A flurry of mega deal announcements late in the year didn’t help programming stocks that much in 2017, as the sector rose just 4.1% for the year, while distribution stocks, despite continued pressure from over-the-top competition, managed another year of double-digit percentage growth.
Despite an acceleration in pay TV subscriber losses in the third quarter – about 827,000, compared with 559,000 in the prior year – distribution stocks rose 12% for the year, fueled by strong growth at Charter Communications. Charter, the target of intense takeover speculation earlier in the year – none of those deals have come to fruition – rose 17% for the year, closing at $335.96 per share on Dec. 29.
That, coupled with steady growth at Comcast (16%), Liberty Global (17.2%) and Cable One (13%), offset declines at the two newest stocks in the sector. Altice USA, the domestic cable arm of European telecom giant Altice N.V., went public in May and fell about 35% by the end of the year, mainly dragged down by leverage concerns at the parent company. Overbuilder Wide Open West tapped the public markets in June, but dipped about 36% for the year, closing at $10.57 each on Dec. 29, as competitive concerns weighed on the stock.
Still, cable distributors gave back a big chunk of their gains earlier in the year when Comcast and Charter both reported subscriber losses in the third quarter. Comcast had warned investors that it would lose between 100,000 and 150,000 customers in Q3 due to Hurricane Harvey, as well as “competitive issues.” It ended up losing 125,000 video customers in the period, and broadband growth was slower than expected. Charter lost about 104,000 video customers in Q3 – more than twice its losses in the prior year.
Those losses affected the stocks – Comcast fell 7% in September after Comcast Cable EVP of XFinity Services Matt Strauss mentioned a shortfall was coming, and never quite recovered. If the year had ended on Sept. 6, Comcast would have finished up 19.2%. The same would have been true for Charter – its shares fell 8.3% on Oct. 26 when it announced Q3 results. The day before, Charter was on a pace to finish the year up 20%.
Distributor stocks rose nearly 40% in 2016, mainly on deal activity and speculation that more consolidation was to come. While 2017 wasn't the deal free-for-all that some may have expected, Pivotal Research Group CEO and senior media & communications analyst Jeff Wlodarczak said changing investor attitudes and tax reform are driving shares.
“Investors are transitioning to more of a higher data monetization, wireless market share, still solid overall financial growth and increasingly large capital return strategies,” Wlodarczak said. “At the end of the day I think we are in the seventh inning of the transition for cable.”
Neither sector matched the growth of the so-called FANG stocks – Facebook, Amazon, Netflix and Google – which rose a combined 46.8% for the year.
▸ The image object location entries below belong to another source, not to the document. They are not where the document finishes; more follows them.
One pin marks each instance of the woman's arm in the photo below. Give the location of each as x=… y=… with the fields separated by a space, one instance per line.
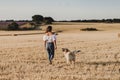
x=44 y=44
x=55 y=45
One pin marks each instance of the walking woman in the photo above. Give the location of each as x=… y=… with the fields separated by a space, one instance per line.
x=50 y=43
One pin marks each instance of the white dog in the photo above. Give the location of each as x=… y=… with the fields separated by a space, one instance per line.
x=69 y=55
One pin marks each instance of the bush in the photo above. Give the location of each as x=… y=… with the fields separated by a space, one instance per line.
x=89 y=29
x=13 y=26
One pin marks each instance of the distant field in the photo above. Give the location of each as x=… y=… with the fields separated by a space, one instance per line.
x=23 y=57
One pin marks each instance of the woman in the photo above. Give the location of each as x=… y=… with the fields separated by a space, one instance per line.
x=50 y=43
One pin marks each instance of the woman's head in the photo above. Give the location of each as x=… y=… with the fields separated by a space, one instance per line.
x=49 y=29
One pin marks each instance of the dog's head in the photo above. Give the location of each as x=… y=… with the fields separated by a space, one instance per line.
x=65 y=50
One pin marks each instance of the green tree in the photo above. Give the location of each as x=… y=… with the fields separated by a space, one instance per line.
x=13 y=26
x=38 y=19
x=48 y=20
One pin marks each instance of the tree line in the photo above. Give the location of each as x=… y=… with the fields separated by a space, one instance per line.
x=37 y=21
x=95 y=21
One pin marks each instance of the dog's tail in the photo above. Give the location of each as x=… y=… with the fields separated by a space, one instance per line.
x=76 y=51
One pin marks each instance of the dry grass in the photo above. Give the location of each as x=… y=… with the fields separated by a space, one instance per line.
x=24 y=58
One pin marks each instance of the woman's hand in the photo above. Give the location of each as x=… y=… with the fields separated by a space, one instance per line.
x=55 y=47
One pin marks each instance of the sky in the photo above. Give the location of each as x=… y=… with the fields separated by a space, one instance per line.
x=59 y=9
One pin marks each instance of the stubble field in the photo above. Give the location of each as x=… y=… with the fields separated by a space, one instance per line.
x=23 y=57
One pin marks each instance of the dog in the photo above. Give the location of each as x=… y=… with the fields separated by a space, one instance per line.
x=70 y=55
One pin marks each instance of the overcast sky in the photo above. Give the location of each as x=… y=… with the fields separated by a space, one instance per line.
x=59 y=9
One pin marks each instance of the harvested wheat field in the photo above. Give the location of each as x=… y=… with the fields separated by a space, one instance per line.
x=23 y=57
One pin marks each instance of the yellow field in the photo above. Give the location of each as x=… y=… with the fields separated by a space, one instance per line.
x=23 y=57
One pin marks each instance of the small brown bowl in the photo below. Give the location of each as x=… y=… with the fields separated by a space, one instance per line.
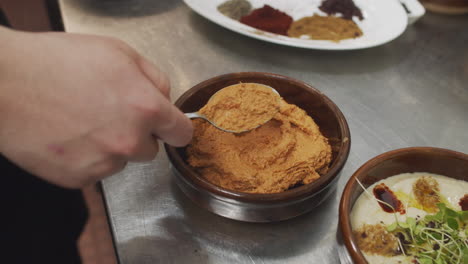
x=264 y=207
x=415 y=159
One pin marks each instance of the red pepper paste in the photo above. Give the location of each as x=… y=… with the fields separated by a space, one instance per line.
x=268 y=19
x=345 y=7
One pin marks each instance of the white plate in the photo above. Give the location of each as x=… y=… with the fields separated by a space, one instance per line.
x=384 y=20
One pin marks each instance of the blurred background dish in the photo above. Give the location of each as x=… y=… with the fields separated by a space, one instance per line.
x=414 y=159
x=383 y=21
x=254 y=207
x=450 y=7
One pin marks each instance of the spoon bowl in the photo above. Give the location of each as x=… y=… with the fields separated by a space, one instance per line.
x=197 y=114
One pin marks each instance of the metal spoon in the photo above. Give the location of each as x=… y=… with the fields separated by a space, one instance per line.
x=198 y=115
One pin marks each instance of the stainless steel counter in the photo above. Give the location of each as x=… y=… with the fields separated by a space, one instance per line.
x=410 y=92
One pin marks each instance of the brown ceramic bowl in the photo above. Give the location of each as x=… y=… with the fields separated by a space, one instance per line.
x=264 y=207
x=416 y=159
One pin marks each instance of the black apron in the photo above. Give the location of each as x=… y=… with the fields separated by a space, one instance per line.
x=40 y=222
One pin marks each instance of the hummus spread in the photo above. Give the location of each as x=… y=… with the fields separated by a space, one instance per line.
x=242 y=107
x=287 y=151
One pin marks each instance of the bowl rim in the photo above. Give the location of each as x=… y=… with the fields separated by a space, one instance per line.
x=293 y=194
x=345 y=203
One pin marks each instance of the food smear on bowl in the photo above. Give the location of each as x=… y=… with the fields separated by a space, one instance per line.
x=346 y=8
x=324 y=28
x=268 y=19
x=235 y=9
x=242 y=107
x=434 y=228
x=287 y=151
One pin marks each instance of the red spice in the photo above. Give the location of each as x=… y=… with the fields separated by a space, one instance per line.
x=383 y=193
x=464 y=202
x=268 y=19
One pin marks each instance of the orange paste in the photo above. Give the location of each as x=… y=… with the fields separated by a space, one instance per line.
x=287 y=151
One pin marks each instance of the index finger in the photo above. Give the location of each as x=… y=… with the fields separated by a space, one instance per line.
x=171 y=125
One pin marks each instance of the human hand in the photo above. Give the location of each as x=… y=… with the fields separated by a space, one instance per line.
x=76 y=108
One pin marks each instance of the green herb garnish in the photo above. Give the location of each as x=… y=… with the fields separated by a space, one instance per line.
x=441 y=238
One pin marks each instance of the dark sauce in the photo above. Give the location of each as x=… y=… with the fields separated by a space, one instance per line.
x=464 y=202
x=383 y=193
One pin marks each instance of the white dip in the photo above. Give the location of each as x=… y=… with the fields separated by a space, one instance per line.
x=367 y=210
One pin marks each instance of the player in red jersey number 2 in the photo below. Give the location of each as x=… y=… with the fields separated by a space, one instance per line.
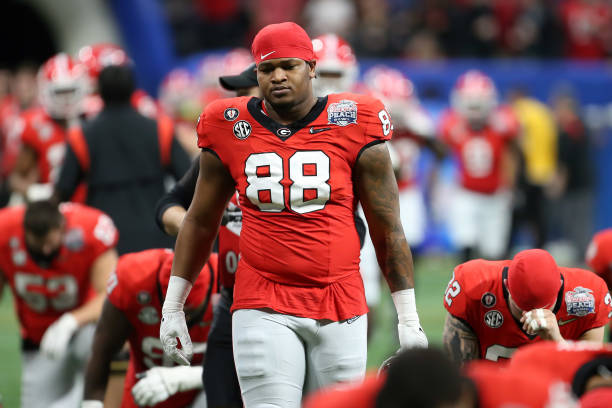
x=296 y=161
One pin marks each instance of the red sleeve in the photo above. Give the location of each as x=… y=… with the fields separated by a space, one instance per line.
x=376 y=121
x=597 y=257
x=446 y=124
x=457 y=299
x=102 y=234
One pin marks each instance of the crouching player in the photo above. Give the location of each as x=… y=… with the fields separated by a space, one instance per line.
x=56 y=260
x=132 y=312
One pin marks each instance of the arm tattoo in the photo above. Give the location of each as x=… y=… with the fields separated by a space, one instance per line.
x=460 y=342
x=377 y=190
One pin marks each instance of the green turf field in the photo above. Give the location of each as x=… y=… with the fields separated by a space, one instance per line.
x=432 y=275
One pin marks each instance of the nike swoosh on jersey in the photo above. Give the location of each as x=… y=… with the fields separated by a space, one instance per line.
x=313 y=130
x=263 y=56
x=562 y=322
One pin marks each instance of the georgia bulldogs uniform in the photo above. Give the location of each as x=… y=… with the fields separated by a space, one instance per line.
x=229 y=243
x=299 y=247
x=42 y=295
x=480 y=214
x=48 y=139
x=477 y=296
x=502 y=387
x=137 y=289
x=559 y=360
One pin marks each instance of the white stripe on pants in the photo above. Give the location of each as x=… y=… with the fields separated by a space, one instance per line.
x=277 y=356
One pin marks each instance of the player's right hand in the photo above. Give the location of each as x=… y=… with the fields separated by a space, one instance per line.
x=173 y=325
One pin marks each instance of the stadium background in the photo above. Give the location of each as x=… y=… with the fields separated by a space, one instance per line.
x=162 y=34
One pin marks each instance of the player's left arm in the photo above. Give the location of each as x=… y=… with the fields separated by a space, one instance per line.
x=596 y=334
x=101 y=269
x=378 y=194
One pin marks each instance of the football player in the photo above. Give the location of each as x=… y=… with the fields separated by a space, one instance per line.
x=495 y=307
x=132 y=312
x=297 y=162
x=482 y=137
x=56 y=261
x=43 y=130
x=96 y=57
x=599 y=255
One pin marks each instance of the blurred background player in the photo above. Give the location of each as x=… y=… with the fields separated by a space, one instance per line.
x=132 y=312
x=337 y=68
x=123 y=157
x=56 y=261
x=95 y=58
x=495 y=307
x=219 y=376
x=43 y=130
x=481 y=136
x=423 y=378
x=179 y=97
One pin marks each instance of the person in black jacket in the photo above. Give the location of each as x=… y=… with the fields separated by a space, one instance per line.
x=122 y=157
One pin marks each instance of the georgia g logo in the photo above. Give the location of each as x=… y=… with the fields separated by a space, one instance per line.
x=242 y=129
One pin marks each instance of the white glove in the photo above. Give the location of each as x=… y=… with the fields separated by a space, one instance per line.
x=57 y=336
x=409 y=330
x=173 y=322
x=92 y=404
x=160 y=383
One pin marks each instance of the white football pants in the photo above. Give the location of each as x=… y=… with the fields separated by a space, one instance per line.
x=278 y=356
x=47 y=383
x=481 y=221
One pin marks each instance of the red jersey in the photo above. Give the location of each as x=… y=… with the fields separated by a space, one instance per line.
x=137 y=288
x=499 y=387
x=229 y=243
x=299 y=246
x=558 y=360
x=599 y=255
x=477 y=296
x=479 y=152
x=348 y=395
x=48 y=139
x=42 y=295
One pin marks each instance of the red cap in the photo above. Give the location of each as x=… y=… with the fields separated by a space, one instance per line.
x=598 y=398
x=284 y=40
x=533 y=279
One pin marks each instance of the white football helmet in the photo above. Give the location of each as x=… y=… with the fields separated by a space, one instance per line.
x=337 y=68
x=62 y=85
x=474 y=97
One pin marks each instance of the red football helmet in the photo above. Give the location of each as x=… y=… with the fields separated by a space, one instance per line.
x=62 y=86
x=179 y=95
x=474 y=97
x=97 y=56
x=337 y=68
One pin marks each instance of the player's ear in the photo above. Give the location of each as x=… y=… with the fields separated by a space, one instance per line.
x=311 y=66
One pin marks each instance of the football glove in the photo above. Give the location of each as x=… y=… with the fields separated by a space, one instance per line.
x=160 y=383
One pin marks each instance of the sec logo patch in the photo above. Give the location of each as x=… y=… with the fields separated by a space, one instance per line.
x=242 y=129
x=231 y=114
x=494 y=319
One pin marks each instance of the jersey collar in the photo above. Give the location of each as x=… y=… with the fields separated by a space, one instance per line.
x=517 y=321
x=284 y=132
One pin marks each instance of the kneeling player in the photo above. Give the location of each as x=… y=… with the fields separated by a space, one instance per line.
x=494 y=307
x=56 y=260
x=133 y=312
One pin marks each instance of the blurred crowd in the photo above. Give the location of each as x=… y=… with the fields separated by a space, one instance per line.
x=546 y=175
x=424 y=30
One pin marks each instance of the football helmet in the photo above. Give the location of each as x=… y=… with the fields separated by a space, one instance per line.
x=474 y=97
x=179 y=95
x=336 y=68
x=62 y=86
x=97 y=56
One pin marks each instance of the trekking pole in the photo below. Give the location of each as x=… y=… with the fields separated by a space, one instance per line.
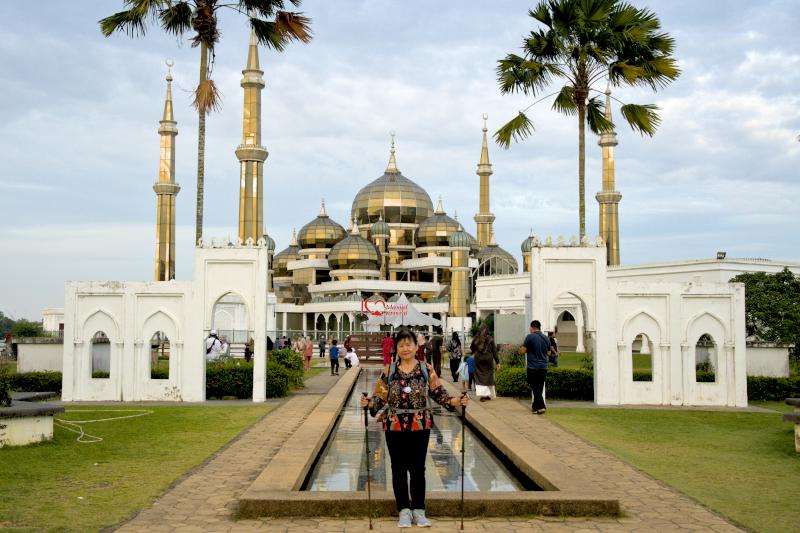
x=366 y=445
x=463 y=453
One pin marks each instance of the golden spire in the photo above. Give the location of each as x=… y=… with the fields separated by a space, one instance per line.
x=166 y=189
x=391 y=168
x=439 y=208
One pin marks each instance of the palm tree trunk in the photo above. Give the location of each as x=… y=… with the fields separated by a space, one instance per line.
x=201 y=149
x=582 y=168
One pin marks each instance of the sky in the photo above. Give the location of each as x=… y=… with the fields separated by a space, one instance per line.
x=79 y=145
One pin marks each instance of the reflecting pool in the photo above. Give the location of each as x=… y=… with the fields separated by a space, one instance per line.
x=342 y=466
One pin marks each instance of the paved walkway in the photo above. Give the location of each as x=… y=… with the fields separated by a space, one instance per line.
x=206 y=500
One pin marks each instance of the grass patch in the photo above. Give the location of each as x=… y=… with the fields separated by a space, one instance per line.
x=42 y=485
x=742 y=465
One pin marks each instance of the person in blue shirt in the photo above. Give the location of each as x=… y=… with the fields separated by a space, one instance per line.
x=536 y=347
x=334 y=355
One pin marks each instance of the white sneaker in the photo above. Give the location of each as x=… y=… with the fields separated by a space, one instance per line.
x=405 y=518
x=420 y=519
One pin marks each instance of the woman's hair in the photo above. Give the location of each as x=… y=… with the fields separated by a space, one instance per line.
x=404 y=333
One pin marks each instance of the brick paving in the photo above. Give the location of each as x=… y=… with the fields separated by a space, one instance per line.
x=206 y=500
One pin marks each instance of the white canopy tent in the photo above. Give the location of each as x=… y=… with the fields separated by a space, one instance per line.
x=399 y=313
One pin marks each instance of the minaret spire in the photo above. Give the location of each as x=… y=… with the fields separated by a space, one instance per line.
x=608 y=197
x=250 y=153
x=484 y=218
x=391 y=167
x=166 y=189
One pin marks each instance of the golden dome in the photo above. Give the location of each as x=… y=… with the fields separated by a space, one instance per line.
x=435 y=230
x=394 y=196
x=282 y=258
x=322 y=232
x=354 y=252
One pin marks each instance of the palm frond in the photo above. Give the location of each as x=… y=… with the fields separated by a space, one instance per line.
x=128 y=22
x=642 y=118
x=294 y=26
x=564 y=102
x=518 y=128
x=176 y=19
x=207 y=97
x=596 y=118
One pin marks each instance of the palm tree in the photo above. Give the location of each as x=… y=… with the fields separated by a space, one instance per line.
x=273 y=26
x=583 y=43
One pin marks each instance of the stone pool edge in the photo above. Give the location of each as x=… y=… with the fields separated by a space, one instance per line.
x=276 y=491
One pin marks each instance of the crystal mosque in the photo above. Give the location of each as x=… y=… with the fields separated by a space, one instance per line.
x=398 y=244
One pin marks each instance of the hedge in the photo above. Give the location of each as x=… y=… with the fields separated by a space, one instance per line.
x=564 y=383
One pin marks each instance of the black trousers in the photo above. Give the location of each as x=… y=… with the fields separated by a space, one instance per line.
x=454 y=364
x=536 y=383
x=408 y=450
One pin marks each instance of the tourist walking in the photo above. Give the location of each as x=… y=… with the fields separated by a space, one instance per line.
x=436 y=354
x=552 y=355
x=484 y=350
x=400 y=401
x=322 y=345
x=334 y=355
x=456 y=355
x=535 y=347
x=308 y=351
x=387 y=347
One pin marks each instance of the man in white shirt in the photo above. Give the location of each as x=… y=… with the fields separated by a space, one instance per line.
x=213 y=346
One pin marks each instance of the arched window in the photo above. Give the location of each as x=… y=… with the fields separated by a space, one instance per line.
x=101 y=356
x=159 y=356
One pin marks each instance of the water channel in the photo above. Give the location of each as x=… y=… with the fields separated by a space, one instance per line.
x=341 y=466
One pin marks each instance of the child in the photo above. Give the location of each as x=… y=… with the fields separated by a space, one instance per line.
x=334 y=355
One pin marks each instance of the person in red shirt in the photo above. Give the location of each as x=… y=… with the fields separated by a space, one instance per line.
x=387 y=346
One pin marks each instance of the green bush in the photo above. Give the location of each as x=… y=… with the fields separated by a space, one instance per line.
x=36 y=382
x=292 y=362
x=564 y=383
x=760 y=388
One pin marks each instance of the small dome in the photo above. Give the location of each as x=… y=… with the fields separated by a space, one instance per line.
x=459 y=238
x=322 y=232
x=270 y=243
x=436 y=230
x=282 y=258
x=354 y=252
x=380 y=229
x=493 y=260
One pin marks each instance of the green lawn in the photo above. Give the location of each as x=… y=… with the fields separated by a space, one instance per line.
x=65 y=486
x=742 y=465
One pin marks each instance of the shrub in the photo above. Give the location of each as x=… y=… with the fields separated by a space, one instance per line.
x=5 y=387
x=761 y=388
x=292 y=362
x=564 y=383
x=36 y=382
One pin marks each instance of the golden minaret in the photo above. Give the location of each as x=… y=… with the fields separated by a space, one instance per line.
x=250 y=153
x=166 y=189
x=608 y=198
x=459 y=273
x=484 y=218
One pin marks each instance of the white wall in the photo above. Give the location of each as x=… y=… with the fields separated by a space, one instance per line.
x=39 y=357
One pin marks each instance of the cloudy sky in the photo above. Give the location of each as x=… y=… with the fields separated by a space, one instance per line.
x=79 y=148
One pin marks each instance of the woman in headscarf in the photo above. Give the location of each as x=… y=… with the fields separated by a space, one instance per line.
x=400 y=400
x=484 y=350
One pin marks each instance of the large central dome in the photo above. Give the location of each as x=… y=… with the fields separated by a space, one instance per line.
x=394 y=196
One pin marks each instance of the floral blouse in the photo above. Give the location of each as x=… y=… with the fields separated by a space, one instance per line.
x=407 y=391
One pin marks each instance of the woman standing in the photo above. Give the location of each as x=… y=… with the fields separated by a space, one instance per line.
x=455 y=352
x=400 y=400
x=484 y=350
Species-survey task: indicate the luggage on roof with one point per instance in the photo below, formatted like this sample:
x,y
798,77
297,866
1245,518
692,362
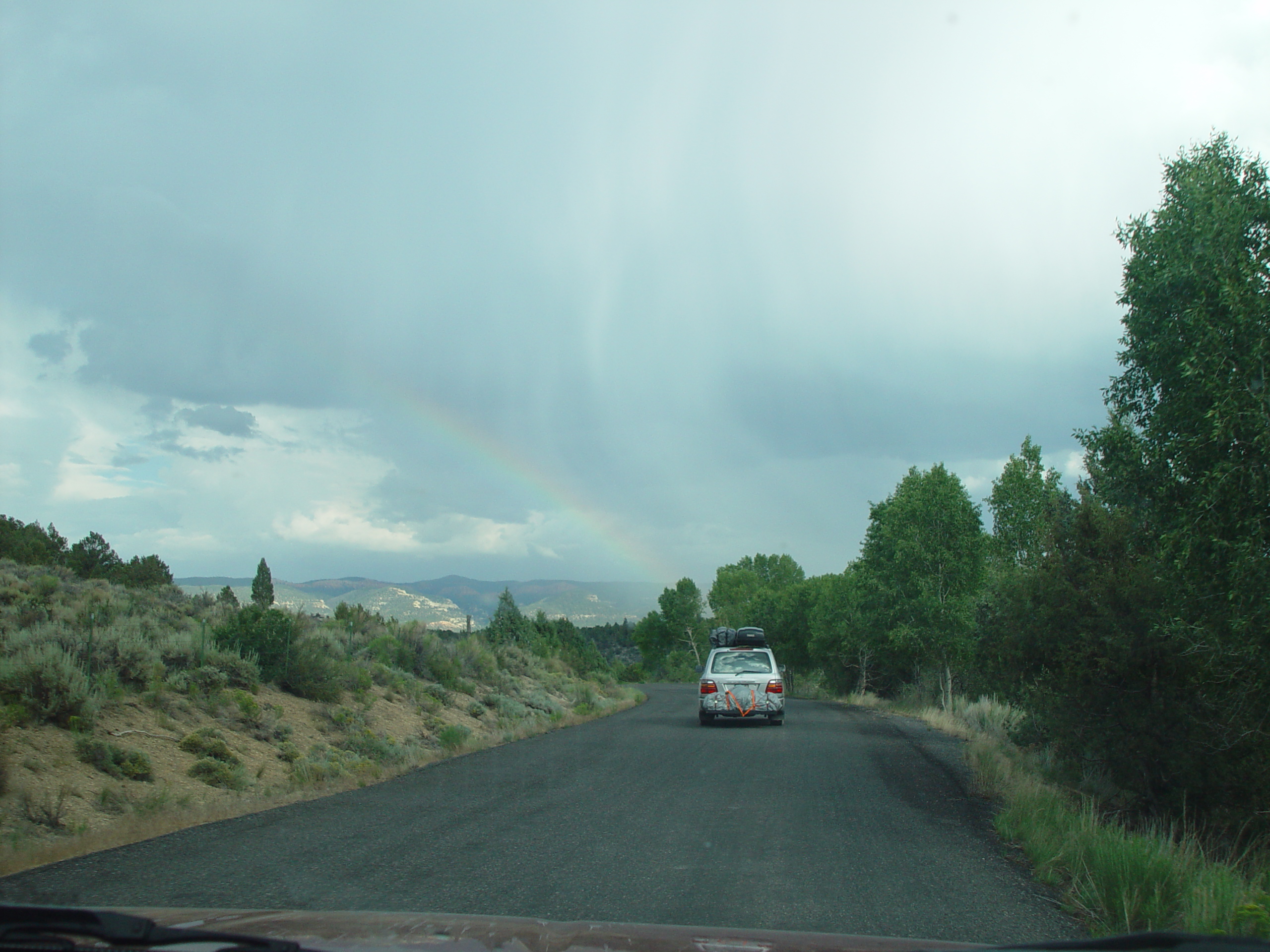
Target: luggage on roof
x,y
723,638
738,638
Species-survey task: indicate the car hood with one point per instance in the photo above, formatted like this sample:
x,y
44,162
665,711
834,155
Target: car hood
x,y
426,932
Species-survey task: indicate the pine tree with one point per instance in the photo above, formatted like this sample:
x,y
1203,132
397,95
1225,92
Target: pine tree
x,y
262,586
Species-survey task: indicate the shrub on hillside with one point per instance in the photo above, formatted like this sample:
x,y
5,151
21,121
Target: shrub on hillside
x,y
219,774
268,634
209,743
454,737
312,673
121,763
49,683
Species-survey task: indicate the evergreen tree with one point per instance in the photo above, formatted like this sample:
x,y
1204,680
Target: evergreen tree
x,y
92,558
262,587
507,624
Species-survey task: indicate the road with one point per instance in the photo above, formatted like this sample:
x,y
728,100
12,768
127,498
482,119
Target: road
x,y
844,821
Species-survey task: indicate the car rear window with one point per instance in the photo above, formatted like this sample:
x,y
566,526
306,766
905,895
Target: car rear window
x,y
742,663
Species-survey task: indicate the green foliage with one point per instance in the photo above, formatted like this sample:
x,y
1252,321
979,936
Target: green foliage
x,y
140,573
264,633
289,752
30,543
924,565
262,587
1025,500
48,683
209,743
675,629
93,558
312,672
219,774
121,763
1081,643
1187,448
452,737
507,625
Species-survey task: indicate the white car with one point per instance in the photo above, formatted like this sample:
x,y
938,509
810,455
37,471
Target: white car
x,y
741,682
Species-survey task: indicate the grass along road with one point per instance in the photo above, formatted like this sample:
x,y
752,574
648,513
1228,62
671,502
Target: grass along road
x,y
841,822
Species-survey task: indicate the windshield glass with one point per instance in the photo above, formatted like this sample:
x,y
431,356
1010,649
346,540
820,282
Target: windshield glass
x,y
403,405
742,663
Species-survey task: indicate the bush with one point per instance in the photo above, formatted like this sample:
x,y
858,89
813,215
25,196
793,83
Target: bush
x,y
454,737
219,774
312,673
268,634
248,708
633,673
49,683
506,708
289,752
48,809
209,743
121,763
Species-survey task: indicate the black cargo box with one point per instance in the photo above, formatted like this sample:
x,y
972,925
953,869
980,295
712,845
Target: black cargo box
x,y
723,638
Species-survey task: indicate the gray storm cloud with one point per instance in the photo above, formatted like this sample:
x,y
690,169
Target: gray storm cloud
x,y
688,280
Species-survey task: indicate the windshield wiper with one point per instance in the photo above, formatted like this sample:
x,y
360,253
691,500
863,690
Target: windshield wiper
x,y
1139,941
46,928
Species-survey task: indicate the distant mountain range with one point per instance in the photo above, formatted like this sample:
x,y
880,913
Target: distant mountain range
x,y
446,603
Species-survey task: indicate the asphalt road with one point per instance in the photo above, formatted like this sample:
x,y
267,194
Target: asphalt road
x,y
842,821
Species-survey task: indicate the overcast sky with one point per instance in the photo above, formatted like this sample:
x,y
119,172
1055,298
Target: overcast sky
x,y
591,291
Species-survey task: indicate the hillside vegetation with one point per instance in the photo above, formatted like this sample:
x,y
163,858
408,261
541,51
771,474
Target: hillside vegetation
x,y
1126,626
128,711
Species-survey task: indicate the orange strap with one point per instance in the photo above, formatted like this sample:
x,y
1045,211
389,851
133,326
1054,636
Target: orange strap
x,y
754,700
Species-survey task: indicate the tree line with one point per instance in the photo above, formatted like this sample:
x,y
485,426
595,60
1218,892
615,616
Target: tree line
x,y
92,558
1131,617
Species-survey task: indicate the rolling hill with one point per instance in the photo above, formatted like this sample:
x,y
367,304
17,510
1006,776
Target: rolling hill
x,y
446,603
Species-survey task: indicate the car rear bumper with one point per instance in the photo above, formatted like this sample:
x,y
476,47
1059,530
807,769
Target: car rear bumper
x,y
758,713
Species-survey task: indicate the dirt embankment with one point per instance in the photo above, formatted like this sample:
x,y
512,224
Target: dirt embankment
x,y
66,794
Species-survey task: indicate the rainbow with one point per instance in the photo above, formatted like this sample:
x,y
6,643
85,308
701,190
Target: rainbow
x,y
478,445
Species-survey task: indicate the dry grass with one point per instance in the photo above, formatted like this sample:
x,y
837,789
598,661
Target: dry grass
x,y
1115,879
136,827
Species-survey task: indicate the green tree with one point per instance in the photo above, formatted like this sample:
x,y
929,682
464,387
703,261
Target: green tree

Amazon, which plans to spend about $6 billion on programming in the coming year, rose the most, rising 56% for the year from $749.87 to $1,169.47 each. Netflix was a close second, rising 55.1% from $123.80 to $191.96 each, while Facebook gained 53.4% from $115.05 to $176.46 per share. Google gained the least but still beat cable’s best, rising 35.5% from $771.82 each to $1,046.20 per share by year’s end.
The Walt Disney Co.’s Dec. 14 announcement of its plan to purchase core assets from 21st Century Fox was the cap for what had been a strong deal year in the programming sector. In July, Discovery Communications announced its long-awaited purchase of Scripps Networks Interactive in a transaction valued at about $14.6 billion.
But those deals were just barely enough to push the sector into the black for the year. Overall, programming stocks were up 4.1%, perhaps weighed down by uncertainties surrounding the other mega-deal in the sector, AT&T’s $108.7 billion purchase of Time Warner Inc.
AT&T had expected to close the Time Warner deal by the end of the year, and for most of 2017 looked to be on track to meet that goal. But as the year wore on, rumblings that the Department of Justice would look unfavorably on the deal began to grow, culminating in a DOJ lawsuit in November to block the deal on anti-trust terms. AT&T has vowed to fight the suit, and is scheduled to have its day in court in March.
Whatever the outcome, the roller-coaster approval process has played havoc with the stocks. AT&T shares were down 8.6% for the year, closing on Dec. 29 at $38.88 each. Time Warner’s decline was softer, dropping 5.2% to close at $91.47 on Dec. 29.